A special entertainment grant will be set up for festivals or theatre productions that will fund shows and events if the pandemic continues to prevent programmes going ahead this year or next.

Údarás na Gaeltachta and areas in the West of Ireland in particular will also get a multi-million euro fund to repurpose buildings, while hotels, B&Bs, and event centres will get similar monies to create alternative play and activity areas for consumers due to virus fears.

Other commercial businesses will be able to avail of a €2bn credit guarantee scheme, increased business reopening grants, and an extension of the commercial rates waiver. 

An additional €250m has been allocated for the Restart grant scheme, as part of a wider €6bn package for business divided between grants, stimulus, and tax rebates.

A total of €220m for additional capital funding will be allocated to the Department of Health for capacity expansion and investment in new ICT.

"The IT system needs to be overhauled, it's to embed things like e-prescriptions," a source said.

"At the minute, the health service is working off desktops most people would have put in the bin long ago, so better IT systems mean more efficiency, and enable better handover.

"Capital health funding also includes renovations, extensions, and modular builds.
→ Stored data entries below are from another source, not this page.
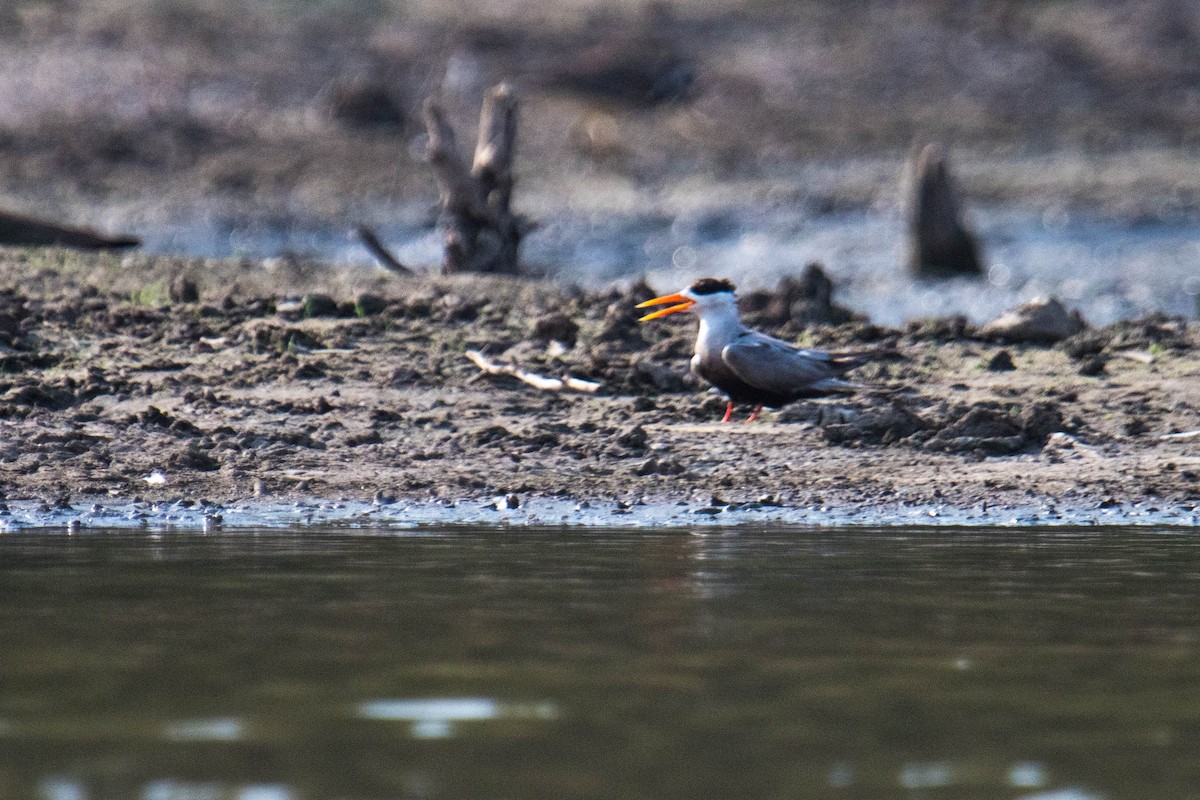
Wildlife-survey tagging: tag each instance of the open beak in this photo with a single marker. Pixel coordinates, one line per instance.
(684, 304)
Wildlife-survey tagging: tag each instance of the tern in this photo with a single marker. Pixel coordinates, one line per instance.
(748, 366)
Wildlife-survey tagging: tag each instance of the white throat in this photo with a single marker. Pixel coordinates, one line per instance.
(719, 325)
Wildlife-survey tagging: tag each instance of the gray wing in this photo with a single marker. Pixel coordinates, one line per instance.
(775, 366)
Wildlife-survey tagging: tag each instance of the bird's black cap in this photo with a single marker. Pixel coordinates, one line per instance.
(712, 286)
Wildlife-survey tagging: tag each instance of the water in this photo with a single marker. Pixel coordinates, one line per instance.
(573, 663)
(1109, 269)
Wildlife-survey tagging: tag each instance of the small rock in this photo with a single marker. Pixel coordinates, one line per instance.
(369, 305)
(634, 438)
(1001, 362)
(1093, 366)
(556, 328)
(319, 305)
(1041, 322)
(183, 289)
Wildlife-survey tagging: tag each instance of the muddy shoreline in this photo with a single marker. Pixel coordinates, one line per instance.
(160, 380)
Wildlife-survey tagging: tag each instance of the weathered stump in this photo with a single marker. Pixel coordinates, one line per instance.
(940, 245)
(481, 233)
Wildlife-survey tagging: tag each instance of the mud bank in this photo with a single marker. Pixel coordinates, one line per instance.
(186, 384)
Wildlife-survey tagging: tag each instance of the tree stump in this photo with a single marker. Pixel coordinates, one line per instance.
(940, 245)
(481, 233)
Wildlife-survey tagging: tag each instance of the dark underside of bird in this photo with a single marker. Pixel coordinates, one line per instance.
(748, 366)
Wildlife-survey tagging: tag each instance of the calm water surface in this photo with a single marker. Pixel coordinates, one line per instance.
(498, 663)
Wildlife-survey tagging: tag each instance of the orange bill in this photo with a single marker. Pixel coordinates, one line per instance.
(684, 304)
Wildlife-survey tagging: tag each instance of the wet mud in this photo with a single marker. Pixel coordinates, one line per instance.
(186, 384)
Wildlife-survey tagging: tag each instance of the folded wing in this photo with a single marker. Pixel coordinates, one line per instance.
(778, 367)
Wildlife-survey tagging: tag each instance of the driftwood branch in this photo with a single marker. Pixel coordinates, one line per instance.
(379, 252)
(940, 244)
(533, 379)
(19, 229)
(480, 230)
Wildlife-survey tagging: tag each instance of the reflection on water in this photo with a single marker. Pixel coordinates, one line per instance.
(490, 663)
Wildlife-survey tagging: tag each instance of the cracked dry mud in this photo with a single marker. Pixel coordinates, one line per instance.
(357, 385)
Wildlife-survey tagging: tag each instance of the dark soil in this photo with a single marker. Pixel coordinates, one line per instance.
(243, 391)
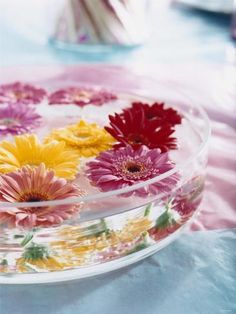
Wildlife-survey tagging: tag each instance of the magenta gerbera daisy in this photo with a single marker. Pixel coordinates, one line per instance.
(119, 168)
(21, 93)
(81, 96)
(18, 119)
(157, 111)
(131, 127)
(35, 185)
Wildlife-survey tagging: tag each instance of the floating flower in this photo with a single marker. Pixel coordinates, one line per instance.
(27, 150)
(119, 168)
(86, 139)
(18, 119)
(157, 111)
(35, 185)
(37, 258)
(81, 96)
(21, 93)
(133, 128)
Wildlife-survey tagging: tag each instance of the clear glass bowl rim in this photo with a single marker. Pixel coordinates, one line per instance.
(103, 195)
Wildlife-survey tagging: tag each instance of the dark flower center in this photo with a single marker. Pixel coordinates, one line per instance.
(33, 197)
(7, 122)
(134, 168)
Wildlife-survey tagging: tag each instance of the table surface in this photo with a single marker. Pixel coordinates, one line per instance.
(195, 274)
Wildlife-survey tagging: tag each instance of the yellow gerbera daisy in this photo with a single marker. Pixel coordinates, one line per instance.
(27, 150)
(37, 258)
(86, 139)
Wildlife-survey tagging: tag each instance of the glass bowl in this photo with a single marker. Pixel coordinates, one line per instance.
(100, 230)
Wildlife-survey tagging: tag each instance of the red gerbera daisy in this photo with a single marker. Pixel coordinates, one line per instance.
(132, 127)
(165, 116)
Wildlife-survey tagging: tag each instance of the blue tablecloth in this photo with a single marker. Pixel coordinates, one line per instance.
(196, 274)
(177, 35)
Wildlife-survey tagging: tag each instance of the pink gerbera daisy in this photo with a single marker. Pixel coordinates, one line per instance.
(119, 168)
(18, 119)
(21, 93)
(35, 185)
(80, 96)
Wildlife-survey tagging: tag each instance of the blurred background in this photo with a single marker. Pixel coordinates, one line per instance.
(117, 31)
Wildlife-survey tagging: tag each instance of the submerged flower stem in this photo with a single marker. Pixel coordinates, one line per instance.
(27, 239)
(29, 236)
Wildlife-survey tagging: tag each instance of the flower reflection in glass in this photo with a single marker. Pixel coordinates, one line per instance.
(18, 119)
(35, 185)
(123, 167)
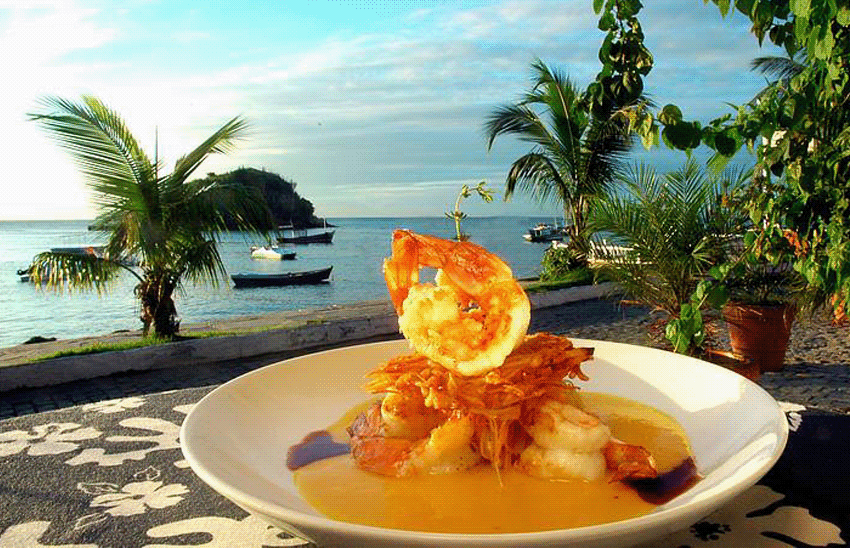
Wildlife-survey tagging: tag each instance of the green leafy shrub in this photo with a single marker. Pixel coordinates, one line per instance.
(558, 263)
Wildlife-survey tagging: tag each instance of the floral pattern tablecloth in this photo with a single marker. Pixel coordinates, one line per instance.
(111, 475)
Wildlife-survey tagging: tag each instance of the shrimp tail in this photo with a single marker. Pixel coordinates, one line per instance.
(628, 461)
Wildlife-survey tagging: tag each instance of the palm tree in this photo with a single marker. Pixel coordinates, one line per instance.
(673, 228)
(575, 156)
(165, 222)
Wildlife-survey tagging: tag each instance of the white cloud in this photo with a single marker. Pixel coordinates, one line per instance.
(393, 111)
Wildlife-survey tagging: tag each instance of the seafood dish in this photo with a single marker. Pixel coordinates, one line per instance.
(485, 417)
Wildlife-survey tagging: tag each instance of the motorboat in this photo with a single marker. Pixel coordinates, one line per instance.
(271, 253)
(319, 276)
(302, 237)
(545, 232)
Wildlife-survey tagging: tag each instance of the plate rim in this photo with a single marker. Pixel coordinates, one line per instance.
(298, 519)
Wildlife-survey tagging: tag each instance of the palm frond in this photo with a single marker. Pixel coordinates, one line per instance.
(219, 142)
(72, 271)
(102, 145)
(534, 173)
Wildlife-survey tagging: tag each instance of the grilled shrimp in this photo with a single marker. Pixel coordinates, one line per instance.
(471, 317)
(571, 443)
(447, 448)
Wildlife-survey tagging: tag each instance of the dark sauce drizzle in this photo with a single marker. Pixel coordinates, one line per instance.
(669, 485)
(663, 488)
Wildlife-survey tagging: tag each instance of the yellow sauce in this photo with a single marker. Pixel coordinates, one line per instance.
(474, 501)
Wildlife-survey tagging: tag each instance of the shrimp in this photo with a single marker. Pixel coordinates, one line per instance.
(571, 443)
(446, 449)
(471, 318)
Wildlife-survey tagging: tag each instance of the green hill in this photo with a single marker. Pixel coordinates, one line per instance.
(285, 205)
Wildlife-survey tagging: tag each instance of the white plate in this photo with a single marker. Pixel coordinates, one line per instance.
(236, 440)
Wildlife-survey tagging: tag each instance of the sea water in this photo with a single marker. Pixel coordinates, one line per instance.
(356, 254)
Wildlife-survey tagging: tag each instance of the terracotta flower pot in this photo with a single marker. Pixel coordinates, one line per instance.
(760, 333)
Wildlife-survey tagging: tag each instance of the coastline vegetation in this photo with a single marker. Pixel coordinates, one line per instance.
(164, 222)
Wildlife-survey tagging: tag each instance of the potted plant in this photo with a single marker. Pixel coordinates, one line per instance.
(760, 310)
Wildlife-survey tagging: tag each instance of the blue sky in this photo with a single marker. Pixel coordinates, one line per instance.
(374, 108)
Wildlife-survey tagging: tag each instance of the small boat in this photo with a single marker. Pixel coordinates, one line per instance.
(285, 278)
(302, 237)
(545, 232)
(271, 253)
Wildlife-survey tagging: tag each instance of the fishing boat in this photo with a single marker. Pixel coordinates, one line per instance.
(302, 237)
(271, 253)
(545, 232)
(319, 276)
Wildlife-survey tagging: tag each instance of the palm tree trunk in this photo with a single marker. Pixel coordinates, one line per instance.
(158, 309)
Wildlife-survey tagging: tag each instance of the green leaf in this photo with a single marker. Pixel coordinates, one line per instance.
(800, 7)
(670, 114)
(724, 144)
(824, 45)
(607, 21)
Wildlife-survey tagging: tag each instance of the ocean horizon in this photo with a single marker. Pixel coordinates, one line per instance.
(356, 254)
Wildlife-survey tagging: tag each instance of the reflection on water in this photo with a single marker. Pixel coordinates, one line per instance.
(356, 254)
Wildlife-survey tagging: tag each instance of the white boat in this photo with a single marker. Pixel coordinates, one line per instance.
(545, 232)
(271, 253)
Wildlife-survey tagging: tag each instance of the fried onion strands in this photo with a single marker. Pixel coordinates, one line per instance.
(537, 371)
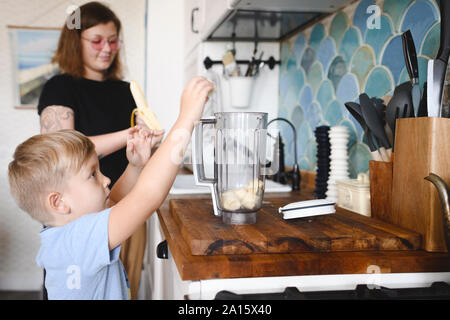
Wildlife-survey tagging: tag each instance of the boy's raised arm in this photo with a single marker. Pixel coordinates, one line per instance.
(159, 173)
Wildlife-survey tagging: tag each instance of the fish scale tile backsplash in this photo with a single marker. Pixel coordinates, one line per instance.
(342, 56)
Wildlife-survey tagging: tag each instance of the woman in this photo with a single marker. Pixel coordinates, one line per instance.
(89, 96)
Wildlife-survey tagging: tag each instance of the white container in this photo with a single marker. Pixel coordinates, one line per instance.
(241, 89)
(354, 194)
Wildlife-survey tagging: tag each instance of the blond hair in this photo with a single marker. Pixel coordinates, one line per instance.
(42, 164)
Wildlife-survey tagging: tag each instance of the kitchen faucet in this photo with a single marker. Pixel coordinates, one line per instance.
(295, 173)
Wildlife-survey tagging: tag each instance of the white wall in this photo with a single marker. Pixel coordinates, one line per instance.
(165, 59)
(19, 235)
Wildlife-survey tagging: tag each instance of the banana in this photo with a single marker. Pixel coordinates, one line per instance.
(143, 109)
It's hoped the funding will improve the bed capacity and modernise the system."

Funding for the Department of Education is still under negotiation and has seen hours of "intensive discussions".

"There will be increased provision for PPE and cleaning," a source said.

It is understood that additional supports in special education schools are to be increased for returning in September. 

A works programme for all schools, allocating grants to do new building projects, refurbishment, repairs, and renovation in order to create jobs for local contractors and small businesses, including internal classroom reconfiguration and installing screens, will also be announced.

"It's a jobs stimulus, so things like capital work will be funded, the Government are looking at construction jobs first and foremost," a source said.